Year 8 WPS "OMAM" context Flashcards
He was born in the Salinas valley in California, where Of Mice and Men is set. He spent some time working on farms and this gave him ideas for some of his novels; he had done jobs similar to those of George and Lennie. His novels about the lives of the poor and vulnerable were very successful: he won the Nobel Prize for literature in 1962.
John Steinbeck
In the 1920’s, a lot of Americans borrowed money to invest in stocks - small shares of American companies - to make a profit. However, when the value of these companies went down, many Americans could not pay back their loans, and ended up losing their savings.
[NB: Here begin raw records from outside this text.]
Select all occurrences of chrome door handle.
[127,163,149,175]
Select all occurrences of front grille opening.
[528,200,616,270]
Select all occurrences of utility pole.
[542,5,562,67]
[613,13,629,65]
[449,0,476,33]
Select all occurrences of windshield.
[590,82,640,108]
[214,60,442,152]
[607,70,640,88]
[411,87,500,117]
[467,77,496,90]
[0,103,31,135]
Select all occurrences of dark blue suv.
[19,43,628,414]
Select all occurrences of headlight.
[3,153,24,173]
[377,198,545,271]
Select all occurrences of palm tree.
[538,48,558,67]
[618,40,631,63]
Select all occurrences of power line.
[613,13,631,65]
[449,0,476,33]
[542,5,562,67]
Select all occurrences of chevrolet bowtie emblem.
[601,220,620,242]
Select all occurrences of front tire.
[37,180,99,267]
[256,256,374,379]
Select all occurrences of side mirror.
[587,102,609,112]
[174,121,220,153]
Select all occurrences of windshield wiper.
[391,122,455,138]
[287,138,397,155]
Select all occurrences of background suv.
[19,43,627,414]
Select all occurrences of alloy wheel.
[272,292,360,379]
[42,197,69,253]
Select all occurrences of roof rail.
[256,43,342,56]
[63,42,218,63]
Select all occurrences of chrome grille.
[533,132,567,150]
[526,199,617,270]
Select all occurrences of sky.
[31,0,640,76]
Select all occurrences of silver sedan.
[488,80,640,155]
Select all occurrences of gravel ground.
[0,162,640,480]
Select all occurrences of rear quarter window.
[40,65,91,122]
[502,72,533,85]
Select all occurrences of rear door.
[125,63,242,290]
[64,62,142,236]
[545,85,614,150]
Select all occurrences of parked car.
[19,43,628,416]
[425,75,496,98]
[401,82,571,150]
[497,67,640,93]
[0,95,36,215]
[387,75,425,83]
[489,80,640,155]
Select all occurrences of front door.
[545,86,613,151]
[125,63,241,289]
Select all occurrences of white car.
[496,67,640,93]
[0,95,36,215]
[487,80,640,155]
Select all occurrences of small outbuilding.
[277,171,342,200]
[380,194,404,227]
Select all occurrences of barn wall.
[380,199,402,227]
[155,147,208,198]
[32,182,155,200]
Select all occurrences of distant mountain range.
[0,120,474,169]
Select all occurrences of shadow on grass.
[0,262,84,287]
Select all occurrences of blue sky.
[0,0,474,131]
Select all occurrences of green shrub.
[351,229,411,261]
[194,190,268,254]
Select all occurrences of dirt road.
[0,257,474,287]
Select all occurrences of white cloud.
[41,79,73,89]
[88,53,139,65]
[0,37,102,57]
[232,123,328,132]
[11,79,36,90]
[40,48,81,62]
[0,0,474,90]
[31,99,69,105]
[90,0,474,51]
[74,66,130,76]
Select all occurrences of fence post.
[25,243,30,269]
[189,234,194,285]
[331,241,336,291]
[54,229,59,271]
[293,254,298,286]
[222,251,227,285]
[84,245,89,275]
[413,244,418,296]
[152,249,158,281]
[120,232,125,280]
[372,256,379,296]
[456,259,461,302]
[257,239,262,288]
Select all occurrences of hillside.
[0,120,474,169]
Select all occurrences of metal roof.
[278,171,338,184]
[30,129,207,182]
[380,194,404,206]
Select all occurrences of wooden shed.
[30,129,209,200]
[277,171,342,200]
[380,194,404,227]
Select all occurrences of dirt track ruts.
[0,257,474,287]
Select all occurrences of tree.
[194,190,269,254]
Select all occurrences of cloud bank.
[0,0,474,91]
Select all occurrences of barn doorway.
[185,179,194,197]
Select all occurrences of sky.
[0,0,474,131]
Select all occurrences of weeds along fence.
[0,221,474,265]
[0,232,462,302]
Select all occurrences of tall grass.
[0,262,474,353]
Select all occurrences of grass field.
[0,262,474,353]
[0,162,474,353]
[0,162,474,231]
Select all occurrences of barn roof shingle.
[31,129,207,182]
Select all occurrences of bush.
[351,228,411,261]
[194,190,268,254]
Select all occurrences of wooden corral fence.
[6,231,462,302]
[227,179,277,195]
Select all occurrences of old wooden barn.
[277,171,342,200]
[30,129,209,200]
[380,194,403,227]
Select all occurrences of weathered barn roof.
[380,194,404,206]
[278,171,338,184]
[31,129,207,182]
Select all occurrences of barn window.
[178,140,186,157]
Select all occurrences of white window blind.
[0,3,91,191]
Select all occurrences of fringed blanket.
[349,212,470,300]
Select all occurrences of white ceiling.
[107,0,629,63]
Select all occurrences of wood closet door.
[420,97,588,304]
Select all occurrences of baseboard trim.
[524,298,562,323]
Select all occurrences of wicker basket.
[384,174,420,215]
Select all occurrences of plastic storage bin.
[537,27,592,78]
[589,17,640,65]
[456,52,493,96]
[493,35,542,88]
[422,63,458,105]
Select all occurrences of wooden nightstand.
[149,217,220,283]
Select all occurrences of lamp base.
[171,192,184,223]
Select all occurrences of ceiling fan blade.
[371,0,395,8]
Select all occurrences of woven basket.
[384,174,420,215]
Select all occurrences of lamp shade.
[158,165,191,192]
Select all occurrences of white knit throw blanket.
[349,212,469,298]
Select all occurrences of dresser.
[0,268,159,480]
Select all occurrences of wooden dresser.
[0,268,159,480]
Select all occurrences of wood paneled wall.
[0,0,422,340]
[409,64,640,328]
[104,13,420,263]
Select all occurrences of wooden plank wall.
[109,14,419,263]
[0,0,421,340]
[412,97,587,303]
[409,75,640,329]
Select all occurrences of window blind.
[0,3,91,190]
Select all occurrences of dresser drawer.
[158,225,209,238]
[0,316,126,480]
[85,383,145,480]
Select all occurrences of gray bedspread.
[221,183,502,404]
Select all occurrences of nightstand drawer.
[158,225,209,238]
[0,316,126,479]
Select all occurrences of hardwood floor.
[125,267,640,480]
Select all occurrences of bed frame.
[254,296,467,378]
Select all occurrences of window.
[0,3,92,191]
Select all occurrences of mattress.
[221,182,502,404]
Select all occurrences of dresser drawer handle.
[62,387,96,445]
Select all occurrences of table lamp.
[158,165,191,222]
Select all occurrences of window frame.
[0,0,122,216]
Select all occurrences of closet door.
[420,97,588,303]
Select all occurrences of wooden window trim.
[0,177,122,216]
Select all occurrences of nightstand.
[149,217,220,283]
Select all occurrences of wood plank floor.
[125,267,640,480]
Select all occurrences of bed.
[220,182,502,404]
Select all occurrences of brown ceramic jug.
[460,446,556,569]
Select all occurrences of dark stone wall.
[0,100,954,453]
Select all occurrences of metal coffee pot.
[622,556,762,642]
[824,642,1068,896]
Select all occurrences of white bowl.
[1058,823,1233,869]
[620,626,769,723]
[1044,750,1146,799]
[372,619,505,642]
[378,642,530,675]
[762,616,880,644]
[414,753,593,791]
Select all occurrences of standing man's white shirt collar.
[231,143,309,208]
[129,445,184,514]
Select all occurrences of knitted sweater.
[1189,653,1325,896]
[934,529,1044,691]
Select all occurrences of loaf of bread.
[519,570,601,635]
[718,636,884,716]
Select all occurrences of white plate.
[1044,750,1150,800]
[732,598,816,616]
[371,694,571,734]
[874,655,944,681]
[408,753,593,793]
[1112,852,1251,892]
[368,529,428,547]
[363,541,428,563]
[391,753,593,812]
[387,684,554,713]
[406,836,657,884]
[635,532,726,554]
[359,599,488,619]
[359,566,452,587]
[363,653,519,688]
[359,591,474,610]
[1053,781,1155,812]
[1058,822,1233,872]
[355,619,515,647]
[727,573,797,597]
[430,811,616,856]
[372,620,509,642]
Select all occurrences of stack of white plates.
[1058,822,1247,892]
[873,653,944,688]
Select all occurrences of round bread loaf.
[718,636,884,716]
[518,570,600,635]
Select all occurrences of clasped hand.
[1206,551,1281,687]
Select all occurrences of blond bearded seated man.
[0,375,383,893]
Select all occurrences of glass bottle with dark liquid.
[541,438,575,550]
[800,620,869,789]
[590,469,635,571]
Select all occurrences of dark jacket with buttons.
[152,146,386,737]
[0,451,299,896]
This hit a historic low on ‘Black Thursday’ in 1929, when the stock market (the value of all the companies in America) crashed (lost a lot of its value very suddenly.) In a domino effect, businesses closed and many people become so poor they couldn’t eat.
The Wall Street Crash
A series of droughts (lack of rain) in states like Kansas and Oklahoma led to failed harvests and dried-up land. Farmers were forced to move off their land by banks. Many people were persuaded to move to ‘Golden’ California by leaflets sent by farms saying they needed workers. Because there were so many workers, they workers could be paid very little, sometime just a bit of food. Around these areas, many people were so poor that they starved to death.
The Dust Bowl
Someone who moves from job to job and this means they don’t have a permanent home. They are different from migrant workers, who leave the part of the country that they’re from (e.g. the Dust Bowl states in the midwest) to work in a different place (e.g. California).
Itinerant workers
The overall name to the 1930’s in America, when up to 30% of the population lost their jobs, and many became homeless.
The Great Depression
A term invented by James Truslow Adams, an American writer and historian, who wrote in 1931 that ‘life should be better and richer and fuller for everyone, with opportunity for each according to ability or achievement.’ The essence is that everyone has an equal chance at ‘life, liberty and the pursuit of happiness’, as the American Declaration of Independence puts it. In reality, however, some Americans had much better opportunities than others.
The American Dream
Since the end of slavery in 1865, many of the states in the south of the USA had practiced segregation: making it legal to force blacks and whites to live separately and use separate public facilities such as schools, shops, buses and hospitals.
Segregation
Named after a racist theatre character, these made segregation legal. In Louisiana black people were ‘separate but equal’ and this idea was used to justify how segregation did not break the US Constitution, which states that all US citizens have ‘equal protection’
The Jim Crow Laws
In the 1920s, the ‘Golden Age’, ordinary young women became huge film stars, living lives of glamour even during the hard times of the Great Depression. Many women started to dream of this easy route to riches, even though most would never make it.
Women in Hollywood
In the 1920’rights had improved dramatically in America: they had gained the vote in 1928, and many had worked in important roles in the First World War. However, the Great Depression reversed many of these trends, and they were expected largely to be housewives and raise children, as jobs for men were scarce.